Although long in coming, the Simpson Miller administration has gone public with plans, developed by the Entertainment Advisory Board, to drive growth in the creative industries.
These plans include the regular staging of events, such as the Arts in the Park concert held recently at Hope Gardens in St Andrew, to showcase emerging talents to business executives in the international entertainment industry.
Like Kingsley Cooper, who heads the Entertainment Advisory Board, this newspaper hopes that this initiative will lead to record deals and major success for some of these acts.
We are also supportive of plans to package and market a range of cultural events under the label '90 Days of Summer', which should boost hotel occupancy during the normally soft summers. Indeed, if Jamaica's entertainment industry is properly developed with standards put in place, it becomes a year-round feature - like a Disney World - that foreign and local patrons will enjoy.
For this to occur, we suggest, there are some necessary preconditions: marketing, product development, and financing. In the area of marketing, the Ministry of Tourism and Entertainment already has in place the infrastructure and assets to get the job done. With Jamaica's brand so high internationally, the time is right for some marketing deals to be signed that can have medium- and long-term benefits in promoting the country's cultural industries, including sports.

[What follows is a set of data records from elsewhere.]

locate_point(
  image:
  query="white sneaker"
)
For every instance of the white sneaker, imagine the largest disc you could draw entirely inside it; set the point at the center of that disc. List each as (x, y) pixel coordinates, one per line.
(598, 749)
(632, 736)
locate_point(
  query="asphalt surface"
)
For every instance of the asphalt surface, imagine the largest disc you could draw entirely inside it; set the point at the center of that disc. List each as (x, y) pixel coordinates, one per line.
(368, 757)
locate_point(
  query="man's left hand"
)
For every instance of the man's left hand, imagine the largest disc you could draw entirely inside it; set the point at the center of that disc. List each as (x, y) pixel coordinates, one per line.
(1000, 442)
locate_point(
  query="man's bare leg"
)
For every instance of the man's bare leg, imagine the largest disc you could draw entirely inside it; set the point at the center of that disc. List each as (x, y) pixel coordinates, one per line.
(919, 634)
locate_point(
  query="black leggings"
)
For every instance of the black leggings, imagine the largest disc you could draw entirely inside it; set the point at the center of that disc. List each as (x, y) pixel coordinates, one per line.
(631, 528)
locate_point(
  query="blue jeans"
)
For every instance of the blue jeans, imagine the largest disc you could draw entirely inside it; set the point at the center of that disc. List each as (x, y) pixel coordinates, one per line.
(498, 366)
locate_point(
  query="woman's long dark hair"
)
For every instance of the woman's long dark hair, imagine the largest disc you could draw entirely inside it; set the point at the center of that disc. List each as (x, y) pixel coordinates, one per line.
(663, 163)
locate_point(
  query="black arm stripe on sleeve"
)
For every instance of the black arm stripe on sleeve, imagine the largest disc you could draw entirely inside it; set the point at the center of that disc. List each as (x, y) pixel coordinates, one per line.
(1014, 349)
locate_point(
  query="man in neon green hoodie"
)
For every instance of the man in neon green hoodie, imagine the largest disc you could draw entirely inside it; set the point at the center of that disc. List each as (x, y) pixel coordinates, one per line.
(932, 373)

In the area of product development, the promulgation and adherence to standards is critical. Chief among these is compliance with the noise abatement regulations which, happily, Mr Cooper's board has been addressing. Allied to this is the licensing of proper places of amusement. For example, the authorities will need to identify some entertainment districts in places such as Negril, Port Henderson Road in Portmore, among others.
Product development also involves training of the range of talents and skills required in the creative industries, including management of artistes and events. The relevant tertiary institutions need to adjust their programme offerings to meet these actual/potential labour market needs. The premier arts training institution, Edna Manley College, needs to extend its reach nationally through partnerships.
Perhaps the most critical input needed to achieve sustained growth in the creative industries is buy-in from corporate Jamaica. As Mr Cooper aptly states, "We need our key stakeholders to understand that there is a real opportunity to create an environment in which Jamaica can prosper by developing these industries."
Financially speaking, this means suitable credit schemes to facilitate a range of activities. Perhaps there is a role here for venture capital.
There is advantage in the players in the creative industries organising themselves into viable organisations. Mr Cooper's board could help in this regard by collaborating with organisations such as JAMPRO and the small and micro-business agencies to offer business development skills training/services to operators in the creative industries. Importantly, artistes and artists should register with their copyrights bodies to ensure the collection of royalties.
We commend Mr Cooper's board and the parent body, the Ministry of Tourism and Entertainment, for thinking outside the box during these challenging economic times. Indeed, we recommend this ministry's approach to others: each arm of central government should seek to identify ways to add value to the economy and/or earn revenue for the national treasury.